Let me start this post with the disclaimer that I am very, very, thankful that we live in a place where I can at least buy an oven as a supplement to our already wonderful and modern apartment in Western China. That being said, I have recently embarked on an adventure in baking with our Tomato brand, hongking -ly large, Chinese oven.
Traditional Chinese home cooking requires very little space and very basic tools (A favorite blog of mine best sums it up as “one man wokkery”). When I went looking for apartments last spring many kitchens included a small fridge, small storage space, small prep space, small sink and one or two burners. Think small. That’s all most traditional Chinese home cooking requires. But where would we Americans put our microwave, dishwasher, blender, coffee maker, toaster and a year’s worth of dried/canned/bulk goods from Costco?
The kitchen of our new apartment was an important deciding factor to where we were going to live. We like to cook, we like to cook together, we’re big white people, we require space. So our current kitchen fits two people, it has decent prep and storage space, two burners, and a medium sink and fridge/freezer. We’re happy campers.

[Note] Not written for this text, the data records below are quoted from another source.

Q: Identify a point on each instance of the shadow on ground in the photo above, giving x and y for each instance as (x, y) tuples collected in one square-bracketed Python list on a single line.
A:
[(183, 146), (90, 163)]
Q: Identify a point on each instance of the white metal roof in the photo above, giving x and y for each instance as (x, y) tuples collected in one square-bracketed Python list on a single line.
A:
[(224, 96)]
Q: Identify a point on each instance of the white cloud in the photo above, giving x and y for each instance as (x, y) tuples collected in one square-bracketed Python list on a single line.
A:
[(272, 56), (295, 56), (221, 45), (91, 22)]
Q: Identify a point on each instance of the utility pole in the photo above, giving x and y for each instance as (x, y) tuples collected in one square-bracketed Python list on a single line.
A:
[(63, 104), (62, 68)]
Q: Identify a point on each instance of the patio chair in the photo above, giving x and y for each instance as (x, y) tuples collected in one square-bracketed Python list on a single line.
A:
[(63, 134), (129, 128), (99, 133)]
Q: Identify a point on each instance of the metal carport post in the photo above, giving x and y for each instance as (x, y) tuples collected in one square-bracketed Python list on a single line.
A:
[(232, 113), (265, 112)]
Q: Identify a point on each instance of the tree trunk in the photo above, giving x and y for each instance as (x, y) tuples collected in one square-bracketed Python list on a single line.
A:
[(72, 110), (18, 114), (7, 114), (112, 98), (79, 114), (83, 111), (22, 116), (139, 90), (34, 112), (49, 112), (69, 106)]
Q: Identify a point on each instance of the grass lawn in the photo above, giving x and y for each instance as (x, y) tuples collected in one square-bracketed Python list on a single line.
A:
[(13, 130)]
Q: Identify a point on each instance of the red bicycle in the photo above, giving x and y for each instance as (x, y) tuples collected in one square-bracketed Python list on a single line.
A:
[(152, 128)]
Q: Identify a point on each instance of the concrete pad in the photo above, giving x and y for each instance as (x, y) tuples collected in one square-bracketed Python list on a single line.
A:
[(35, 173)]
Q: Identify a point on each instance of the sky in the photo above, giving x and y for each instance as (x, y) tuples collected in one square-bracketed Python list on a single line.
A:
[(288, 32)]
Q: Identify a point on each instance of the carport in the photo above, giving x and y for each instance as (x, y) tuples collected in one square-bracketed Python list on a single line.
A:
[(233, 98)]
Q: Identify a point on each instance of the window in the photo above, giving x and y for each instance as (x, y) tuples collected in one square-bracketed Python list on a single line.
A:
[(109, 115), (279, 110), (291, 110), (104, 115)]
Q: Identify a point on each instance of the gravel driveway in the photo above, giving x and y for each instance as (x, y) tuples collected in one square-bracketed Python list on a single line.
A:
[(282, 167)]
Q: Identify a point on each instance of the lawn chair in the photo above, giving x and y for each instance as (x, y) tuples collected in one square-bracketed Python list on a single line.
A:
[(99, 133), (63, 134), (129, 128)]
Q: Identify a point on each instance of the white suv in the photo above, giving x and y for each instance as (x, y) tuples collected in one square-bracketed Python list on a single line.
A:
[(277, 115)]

We made one immediate and major addition to the kitchen – an oven. I couldn’t see myself living without baking, and Phil wanted a birthday cake, so it was an easy decision. The size of this monster appliance negates all said prep space in our kitchen, so it has found a home underneath our kitchen table, where we store it in its original box. It has, so far, only made two appearances in our kitchen, once for Phil’s birthday and once last night for dinner.

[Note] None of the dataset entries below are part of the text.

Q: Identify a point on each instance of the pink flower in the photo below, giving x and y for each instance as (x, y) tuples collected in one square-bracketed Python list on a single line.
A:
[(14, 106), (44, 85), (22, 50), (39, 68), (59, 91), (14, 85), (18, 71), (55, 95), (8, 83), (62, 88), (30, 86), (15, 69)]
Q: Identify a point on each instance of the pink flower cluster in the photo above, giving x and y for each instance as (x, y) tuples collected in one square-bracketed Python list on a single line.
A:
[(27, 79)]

The oven would probably be a pretty fantastic purchase if its direction manual was in English and the dials weren’t so perplexing. But they’re not. So what does this resourceful expat do? She tinkers.
We have four dials in the oven, two of which I’ve immediately figured out, temperature and timer. Easy enough, right? Then there’s the “steamy” dial, which has an option with the Chinese character for off (“guan”), options for heat to come from the top heat source, the bottom and both. The last dial, which I call the “starfish” dial, is where the trouble starts. There’s the Guan/off option, a starfish option, a starfish with arrows coming out of its side option and a wavy line option. Thoughts? Anybody?
When I cooked Phil’s birthday cake I focused more on the “steamy” direction of heat dial. I have no idea what I did with starfish dial and the cake turned out less than stellar. I started with the bottom heat option and I quickly learned that if the heat came from the bottom, it only came from the bottom. Despite valiant, frantic efforts to delicately divide time between the top burner option and bottom burner option the cake was burnt on the bottom. Birthday cake fail, but it looked pretty.
Last night during round two I discovered the starfish, how did I miss this before? I think it has to do with convection settings, which means tinkering needs to happen with the temperature/time of the baking process. Peaches are in season, I’ve been craving cobbler for a while, the starfish dial can’t screw up cobbler right?
Well after the tonight I think the starfish means bake, because the cobbler came out cooked (I did lower the heat and use the double heat source option). It just wasn’t a great gooey dessert. Maybe that’s because I tried to make healthy cobbler, which, in hindsight, was a mistake. Cobbler should have lots of butter and lots of sugar no matter what the Mayo clinic says.
Next up, bread. Once I find a place in Chengdu that sells baking pans. It might be a while.